C’est un tour de force pareil à celui de Haendel pour créer une des plus belles musiques qui soient, extraordinairement variée, si sensible et si riche. Et avec trente airs, l’auditeur est gâté !

Et ce soir, les oreilles sont à la fête : Sara Mingardo utilise sa voix de miel pour ciseler la partition, Franco Fagioli, prodigieux virtuose, ensorcelle l’auditoire ; le solide Michael Spyres (qui chante La Juive ou Guillaume Tell, c’est tout dire), remarquable interprète, montre que le ténor haendélien n’est pas une affaire de demi-voix. Sabine Devieilhe réussit son Haendel autant que son Delibes (c’est sans doute la meilleure Lakmé actuelle) : longueur du souffle, variété des colorations, aisance des vocalises. Et quelle actrice !
Emmanuelle Haïm fait extraordinairement sonner son Concert d'Astrée tout en créant toujours le drame à partir de l’orchestre. Exceptionnel !

Franco Fagioli

Michael Spyres
Emmanuelle Haïm
Sabine Devieilhe


Kalila wa Dimna

Kalila wa Dimna


C’est par curiosité que j’ai pris un billet pour cette création mondiale : un opéra en arabe, ce sera pour moi une première.
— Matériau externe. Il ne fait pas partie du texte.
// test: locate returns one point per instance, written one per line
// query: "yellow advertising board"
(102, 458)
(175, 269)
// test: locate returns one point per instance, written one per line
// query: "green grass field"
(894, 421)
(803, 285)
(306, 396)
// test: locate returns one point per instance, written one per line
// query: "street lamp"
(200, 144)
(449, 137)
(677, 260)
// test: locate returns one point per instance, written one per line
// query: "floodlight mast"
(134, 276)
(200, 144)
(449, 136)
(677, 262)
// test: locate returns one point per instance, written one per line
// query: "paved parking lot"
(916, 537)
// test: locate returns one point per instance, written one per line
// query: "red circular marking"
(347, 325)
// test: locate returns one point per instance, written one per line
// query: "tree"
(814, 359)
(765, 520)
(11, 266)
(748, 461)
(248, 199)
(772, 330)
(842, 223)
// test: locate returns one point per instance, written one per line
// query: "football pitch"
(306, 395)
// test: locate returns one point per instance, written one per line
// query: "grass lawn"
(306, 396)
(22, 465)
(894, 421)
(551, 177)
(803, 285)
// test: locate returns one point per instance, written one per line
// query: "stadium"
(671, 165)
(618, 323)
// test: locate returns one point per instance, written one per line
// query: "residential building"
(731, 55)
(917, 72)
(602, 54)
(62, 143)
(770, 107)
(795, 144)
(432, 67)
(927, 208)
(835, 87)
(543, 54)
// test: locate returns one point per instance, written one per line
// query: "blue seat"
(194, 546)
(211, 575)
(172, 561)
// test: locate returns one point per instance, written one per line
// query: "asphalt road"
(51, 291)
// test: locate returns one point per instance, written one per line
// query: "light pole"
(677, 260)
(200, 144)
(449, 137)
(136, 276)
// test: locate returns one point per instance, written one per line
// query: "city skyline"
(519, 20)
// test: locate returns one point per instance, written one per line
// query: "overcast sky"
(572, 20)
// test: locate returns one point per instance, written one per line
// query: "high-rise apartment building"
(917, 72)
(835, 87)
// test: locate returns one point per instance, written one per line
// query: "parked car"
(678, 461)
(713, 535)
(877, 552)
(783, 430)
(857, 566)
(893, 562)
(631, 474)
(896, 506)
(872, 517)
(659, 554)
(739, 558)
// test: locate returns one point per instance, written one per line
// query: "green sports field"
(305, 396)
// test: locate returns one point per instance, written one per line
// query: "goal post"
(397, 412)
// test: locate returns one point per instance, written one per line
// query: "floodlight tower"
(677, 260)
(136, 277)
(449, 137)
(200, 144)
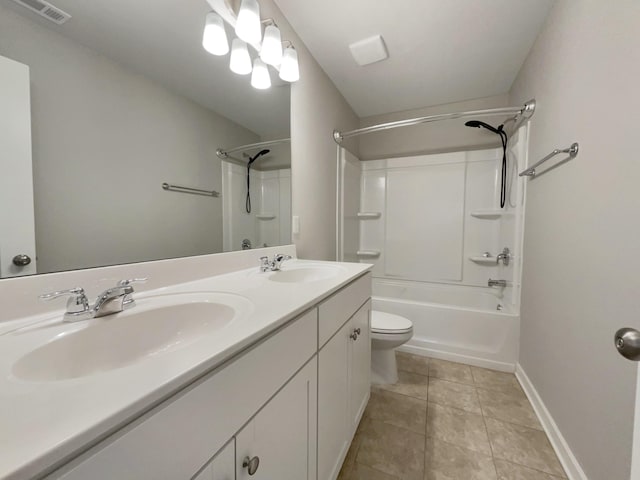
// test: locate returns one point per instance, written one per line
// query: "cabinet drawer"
(178, 437)
(337, 309)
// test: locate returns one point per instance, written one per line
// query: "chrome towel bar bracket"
(195, 191)
(572, 151)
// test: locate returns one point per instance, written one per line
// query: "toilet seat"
(388, 323)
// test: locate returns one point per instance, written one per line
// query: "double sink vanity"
(241, 374)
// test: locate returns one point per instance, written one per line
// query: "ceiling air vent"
(46, 10)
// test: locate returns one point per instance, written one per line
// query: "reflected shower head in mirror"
(258, 155)
(503, 139)
(251, 160)
(478, 124)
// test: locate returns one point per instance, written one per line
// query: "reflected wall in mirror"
(107, 107)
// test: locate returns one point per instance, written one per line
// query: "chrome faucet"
(275, 264)
(113, 300)
(505, 256)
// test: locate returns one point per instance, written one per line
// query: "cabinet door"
(359, 364)
(283, 434)
(223, 465)
(333, 404)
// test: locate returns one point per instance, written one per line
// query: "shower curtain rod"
(223, 153)
(521, 115)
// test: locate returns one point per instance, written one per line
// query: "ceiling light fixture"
(240, 61)
(214, 39)
(289, 69)
(248, 27)
(260, 78)
(271, 51)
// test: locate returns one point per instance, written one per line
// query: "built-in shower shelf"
(369, 215)
(489, 214)
(482, 260)
(368, 253)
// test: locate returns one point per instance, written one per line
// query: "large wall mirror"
(96, 114)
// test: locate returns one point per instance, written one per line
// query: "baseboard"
(565, 455)
(456, 357)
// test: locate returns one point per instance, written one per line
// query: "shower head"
(478, 124)
(258, 155)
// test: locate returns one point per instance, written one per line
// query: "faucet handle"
(52, 295)
(124, 283)
(265, 264)
(78, 303)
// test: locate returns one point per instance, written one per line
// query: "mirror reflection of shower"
(247, 205)
(256, 195)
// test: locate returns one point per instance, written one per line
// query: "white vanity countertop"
(45, 423)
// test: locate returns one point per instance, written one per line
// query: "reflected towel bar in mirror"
(194, 191)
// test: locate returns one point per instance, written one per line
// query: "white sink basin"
(155, 326)
(305, 274)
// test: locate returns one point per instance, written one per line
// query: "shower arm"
(521, 114)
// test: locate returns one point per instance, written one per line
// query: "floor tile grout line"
(552, 475)
(486, 429)
(376, 469)
(516, 463)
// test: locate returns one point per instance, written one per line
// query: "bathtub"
(454, 322)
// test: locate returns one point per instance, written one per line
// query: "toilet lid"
(382, 322)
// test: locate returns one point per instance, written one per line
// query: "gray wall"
(104, 140)
(317, 108)
(431, 137)
(580, 272)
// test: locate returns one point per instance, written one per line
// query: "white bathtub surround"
(437, 225)
(46, 422)
(456, 323)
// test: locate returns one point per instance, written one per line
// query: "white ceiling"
(440, 51)
(162, 39)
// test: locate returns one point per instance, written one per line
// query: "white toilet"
(388, 331)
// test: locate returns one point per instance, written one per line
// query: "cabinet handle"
(251, 464)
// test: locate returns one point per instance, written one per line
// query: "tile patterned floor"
(449, 421)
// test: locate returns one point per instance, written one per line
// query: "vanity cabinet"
(344, 371)
(279, 442)
(283, 434)
(222, 466)
(265, 402)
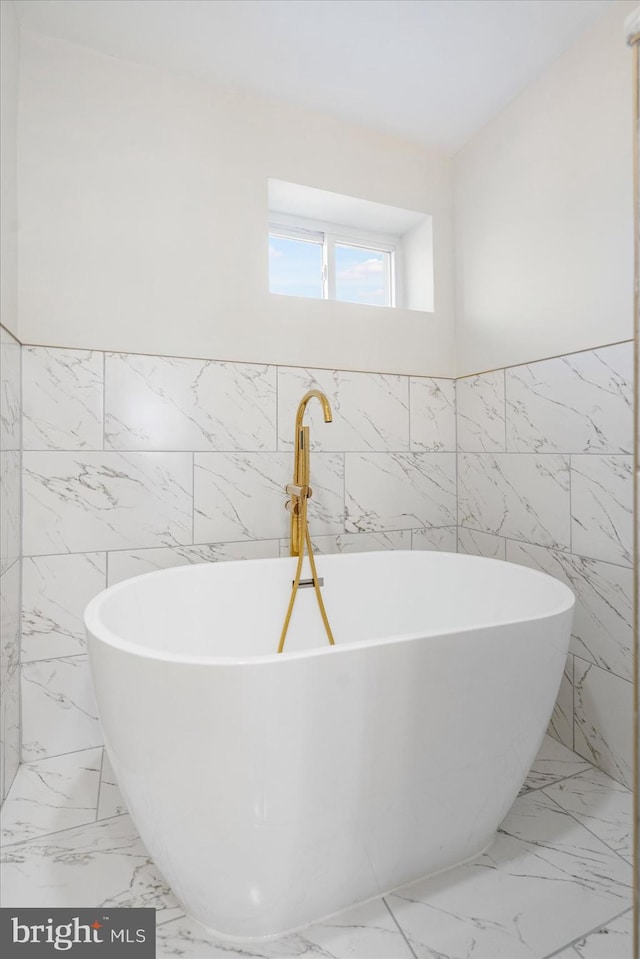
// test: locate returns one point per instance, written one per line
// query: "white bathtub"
(274, 790)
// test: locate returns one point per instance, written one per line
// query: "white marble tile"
(516, 495)
(602, 507)
(475, 543)
(561, 723)
(55, 591)
(171, 403)
(10, 391)
(58, 707)
(123, 564)
(51, 795)
(363, 932)
(356, 542)
(9, 622)
(612, 941)
(601, 804)
(602, 631)
(81, 502)
(387, 491)
(240, 496)
(544, 876)
(580, 403)
(10, 524)
(553, 762)
(62, 393)
(603, 710)
(10, 729)
(370, 410)
(432, 414)
(480, 402)
(102, 864)
(442, 539)
(110, 801)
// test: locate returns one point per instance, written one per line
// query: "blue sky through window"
(295, 267)
(362, 275)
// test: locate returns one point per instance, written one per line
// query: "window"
(337, 247)
(331, 262)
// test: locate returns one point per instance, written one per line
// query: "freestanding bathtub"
(273, 790)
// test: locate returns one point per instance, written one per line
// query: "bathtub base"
(274, 936)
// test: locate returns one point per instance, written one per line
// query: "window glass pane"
(295, 266)
(362, 276)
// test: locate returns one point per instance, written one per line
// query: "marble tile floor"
(555, 883)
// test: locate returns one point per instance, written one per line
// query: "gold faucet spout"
(299, 495)
(324, 402)
(301, 468)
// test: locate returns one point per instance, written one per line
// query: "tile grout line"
(400, 929)
(84, 825)
(591, 932)
(567, 812)
(99, 785)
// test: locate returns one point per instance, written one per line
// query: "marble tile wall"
(545, 478)
(133, 463)
(10, 558)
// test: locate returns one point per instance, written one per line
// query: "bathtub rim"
(97, 630)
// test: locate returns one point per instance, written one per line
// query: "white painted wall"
(543, 212)
(143, 209)
(9, 69)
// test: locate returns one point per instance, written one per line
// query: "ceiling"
(433, 71)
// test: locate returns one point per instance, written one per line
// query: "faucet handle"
(299, 491)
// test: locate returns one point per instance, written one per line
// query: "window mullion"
(330, 261)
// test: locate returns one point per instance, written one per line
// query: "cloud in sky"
(364, 270)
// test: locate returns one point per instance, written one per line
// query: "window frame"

Je connaissais un tout petit peu le Kalila wa Dimna dont j’avais jadis fait étudier des extraits à des élèves de sixièmes.
Ce n’est pas la révélation d’une œuvre qui va bouleverser l’histoire de l’art, mais un très élégant et fructueux spectacle qui s’insère idéalement dans le cadre intimiste du Théâtre du Jeu de Paume, un vrai conte qui séduit aussi bien les enfants (assez nombreux dans la salle) que les adultes. Et, comme un vrai conte, il offre plusieurs niveaux de lecture ; les questions du chœur final Que s'est-il passé pour ceux avec qui nous avons grandi ? Que s'est-il passé pour ce monde que nous avons cru connaître ? peuvent renvoyer à une inquiétante actualité.
Le compositeur (mais aussi chanteur et joueur de oud) Moneim Adwan a créé une partition intéressante, qui rend hommage à la musique arabe et particulièrement au maqâm (système mélodique oriental).
Kalila wa Dimna

Si la musique est orientale, la mise en scène d’Olivier Letellier renvoie plus au théâtre européen, notamment dans sa manière d’envisager l’espace : direction d’acteur précise dans un décor élégant et astucieux évoquant un jeu de construction.
Les interprètes n’ont pas vraiment des voix lyriques (l’un d’eux est le gagnant de la Star Ac de son pays) mais des timbres bien identifiables, que le petit ensemble oriental sur scène ne couvre pas.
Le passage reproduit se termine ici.